To get around this and combat the perpetuation of these biases, there are two important points to keep in mind. First, you have to first determine how accurate your data is and see if it is treating members of the group of people you are examining differently and check for how accurate it is for the larger group overall. In a sense, the question you should be asking yourself is really, how inaccurate is my data?
And that brings us to the second point — controlling for these biases. That’s why it’s vital, when you’re trying to examine your data, that you have professionals that understand this issue, and who can design algorithms so they first, understand the diversity of the group; and second, can control well for inaccuracies and for mislabeling of people that might occur.

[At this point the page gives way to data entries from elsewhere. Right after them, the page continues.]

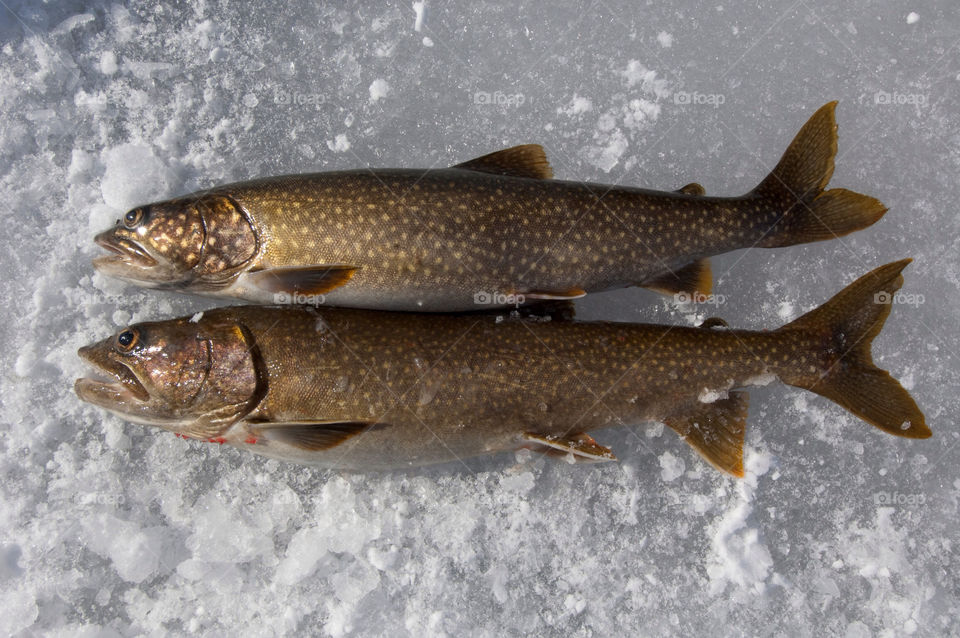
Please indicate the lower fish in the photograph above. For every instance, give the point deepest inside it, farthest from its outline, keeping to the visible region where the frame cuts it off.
(363, 390)
(493, 231)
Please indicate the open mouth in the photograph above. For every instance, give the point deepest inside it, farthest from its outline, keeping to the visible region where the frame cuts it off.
(112, 381)
(122, 251)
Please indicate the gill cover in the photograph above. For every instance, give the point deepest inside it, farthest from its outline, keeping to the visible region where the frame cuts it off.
(229, 240)
(194, 378)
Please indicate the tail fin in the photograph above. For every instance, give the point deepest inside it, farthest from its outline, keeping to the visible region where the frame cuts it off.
(796, 186)
(847, 324)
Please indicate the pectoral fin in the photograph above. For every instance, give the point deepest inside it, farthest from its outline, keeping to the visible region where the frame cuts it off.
(312, 280)
(694, 278)
(313, 436)
(692, 189)
(716, 430)
(527, 160)
(581, 446)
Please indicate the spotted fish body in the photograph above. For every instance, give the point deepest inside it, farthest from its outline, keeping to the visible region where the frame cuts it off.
(493, 231)
(362, 390)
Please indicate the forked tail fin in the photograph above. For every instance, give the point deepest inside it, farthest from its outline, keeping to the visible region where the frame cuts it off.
(796, 187)
(847, 325)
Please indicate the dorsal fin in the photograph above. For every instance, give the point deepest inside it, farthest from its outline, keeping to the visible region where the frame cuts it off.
(695, 278)
(692, 189)
(716, 430)
(526, 160)
(714, 322)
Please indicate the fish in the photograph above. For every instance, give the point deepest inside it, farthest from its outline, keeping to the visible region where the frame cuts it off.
(366, 390)
(493, 232)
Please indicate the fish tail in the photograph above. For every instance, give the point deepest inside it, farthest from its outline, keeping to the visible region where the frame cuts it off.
(796, 187)
(841, 330)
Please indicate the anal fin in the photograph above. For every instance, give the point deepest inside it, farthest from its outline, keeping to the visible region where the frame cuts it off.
(694, 278)
(716, 431)
(313, 436)
(580, 445)
(554, 295)
(297, 280)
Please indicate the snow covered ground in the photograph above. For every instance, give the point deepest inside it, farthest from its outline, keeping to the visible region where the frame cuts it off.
(111, 529)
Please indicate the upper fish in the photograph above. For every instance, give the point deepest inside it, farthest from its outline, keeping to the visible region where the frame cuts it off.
(493, 231)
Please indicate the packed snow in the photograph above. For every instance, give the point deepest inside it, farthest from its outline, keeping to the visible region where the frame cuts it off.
(115, 529)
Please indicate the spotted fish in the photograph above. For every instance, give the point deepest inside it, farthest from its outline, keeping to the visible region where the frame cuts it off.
(493, 231)
(363, 390)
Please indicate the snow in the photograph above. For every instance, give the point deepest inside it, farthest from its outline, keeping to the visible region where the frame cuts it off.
(378, 90)
(118, 530)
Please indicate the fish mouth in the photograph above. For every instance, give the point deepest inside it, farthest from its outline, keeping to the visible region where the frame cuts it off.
(113, 383)
(123, 251)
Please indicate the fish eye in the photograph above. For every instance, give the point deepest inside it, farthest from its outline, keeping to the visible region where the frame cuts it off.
(127, 339)
(133, 217)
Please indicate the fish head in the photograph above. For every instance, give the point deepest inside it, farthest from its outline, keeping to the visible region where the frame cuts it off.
(191, 378)
(197, 243)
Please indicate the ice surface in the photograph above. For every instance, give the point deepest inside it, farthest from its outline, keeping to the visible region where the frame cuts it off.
(113, 529)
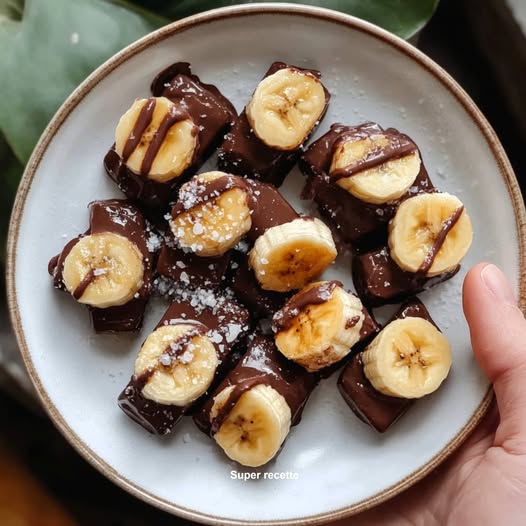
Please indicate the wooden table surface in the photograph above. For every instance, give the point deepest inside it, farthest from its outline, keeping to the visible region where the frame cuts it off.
(43, 481)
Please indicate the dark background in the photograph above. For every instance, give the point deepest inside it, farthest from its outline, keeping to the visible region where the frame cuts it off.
(463, 37)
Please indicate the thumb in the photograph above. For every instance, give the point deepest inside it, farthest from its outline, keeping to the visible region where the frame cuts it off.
(498, 337)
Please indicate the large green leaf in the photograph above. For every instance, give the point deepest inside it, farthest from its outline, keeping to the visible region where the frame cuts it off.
(11, 171)
(47, 53)
(402, 17)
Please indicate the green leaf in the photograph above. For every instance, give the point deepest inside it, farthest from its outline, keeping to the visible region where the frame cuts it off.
(402, 17)
(10, 176)
(47, 53)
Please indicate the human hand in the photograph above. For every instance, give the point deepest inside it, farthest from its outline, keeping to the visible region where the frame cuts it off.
(484, 483)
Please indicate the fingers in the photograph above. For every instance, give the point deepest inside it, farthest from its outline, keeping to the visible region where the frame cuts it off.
(498, 337)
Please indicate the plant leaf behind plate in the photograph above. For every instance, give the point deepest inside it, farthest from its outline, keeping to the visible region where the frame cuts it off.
(11, 172)
(47, 53)
(402, 17)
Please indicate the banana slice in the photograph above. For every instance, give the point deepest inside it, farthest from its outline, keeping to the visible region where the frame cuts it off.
(430, 234)
(318, 326)
(103, 270)
(288, 256)
(157, 139)
(380, 184)
(410, 358)
(285, 107)
(181, 362)
(255, 428)
(208, 222)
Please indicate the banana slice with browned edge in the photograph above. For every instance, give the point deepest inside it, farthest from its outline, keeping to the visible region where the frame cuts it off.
(430, 234)
(286, 257)
(212, 213)
(318, 326)
(103, 270)
(156, 138)
(285, 107)
(382, 183)
(180, 363)
(409, 358)
(256, 426)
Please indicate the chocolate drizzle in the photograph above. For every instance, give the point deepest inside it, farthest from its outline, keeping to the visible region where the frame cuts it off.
(316, 295)
(350, 323)
(180, 345)
(212, 115)
(198, 192)
(398, 146)
(233, 398)
(174, 115)
(143, 121)
(117, 217)
(356, 224)
(86, 281)
(447, 226)
(262, 364)
(225, 324)
(379, 280)
(372, 407)
(243, 153)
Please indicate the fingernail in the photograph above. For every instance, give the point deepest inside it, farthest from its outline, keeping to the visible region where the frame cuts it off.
(497, 284)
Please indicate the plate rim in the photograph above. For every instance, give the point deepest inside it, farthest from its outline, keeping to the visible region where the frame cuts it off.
(91, 82)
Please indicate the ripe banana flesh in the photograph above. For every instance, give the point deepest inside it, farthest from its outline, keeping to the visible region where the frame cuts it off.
(103, 270)
(285, 107)
(157, 139)
(255, 428)
(210, 222)
(382, 183)
(409, 358)
(288, 256)
(180, 363)
(430, 234)
(318, 326)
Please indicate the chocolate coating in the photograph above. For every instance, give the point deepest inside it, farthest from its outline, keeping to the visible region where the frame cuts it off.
(263, 303)
(117, 217)
(192, 271)
(360, 225)
(263, 364)
(243, 153)
(226, 324)
(212, 114)
(196, 193)
(269, 209)
(372, 407)
(316, 295)
(379, 280)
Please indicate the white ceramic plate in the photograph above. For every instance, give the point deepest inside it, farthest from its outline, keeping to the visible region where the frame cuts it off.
(339, 465)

So back to our crime-predicting software example, if your algorithms have determined, because of existing data, that members of minority groups are at a higher risk of going to or returning to jail, will the algorithms then determine that non-minority group members are less likely to commit crimes than minority group members and subsequently mislabeling who is at higher risk of committing crime?
By the way, this can happen based on gender as well. But in the case of gender inequality, it may not be about committing crime, but about who will take better care of a child, for example. Is it a woman or a man?
Professionals in the criminology, sociology and statistical fields know that some of the software being used is naturally tainted by racial and gender inequality and that these biases have to be controlled.
So, even as you set out to determine something from your existing data, you have to consider that, whatever the variable that you will use to define your data, is it a neutral one? That is not an easy task, because data are never neutral and there is never a neutral way of looking at things. If you think about a simple question, such as how many convictions a person has received for crime, and you plan to take that as a neutral variable, you should think twice. You need to more closely examine what you’re asking the algorithms to do. In this case, you’d have to understand — and embed that understanding in your algorithms — that the number of arrests among minority group members may be disproportionate compared to the number for non-minority group members living in the same area.
Without closely examining and controlling for this bias, you are continuing to perpetrate the biases because the algorithms have lost the context and take at face value what the data says.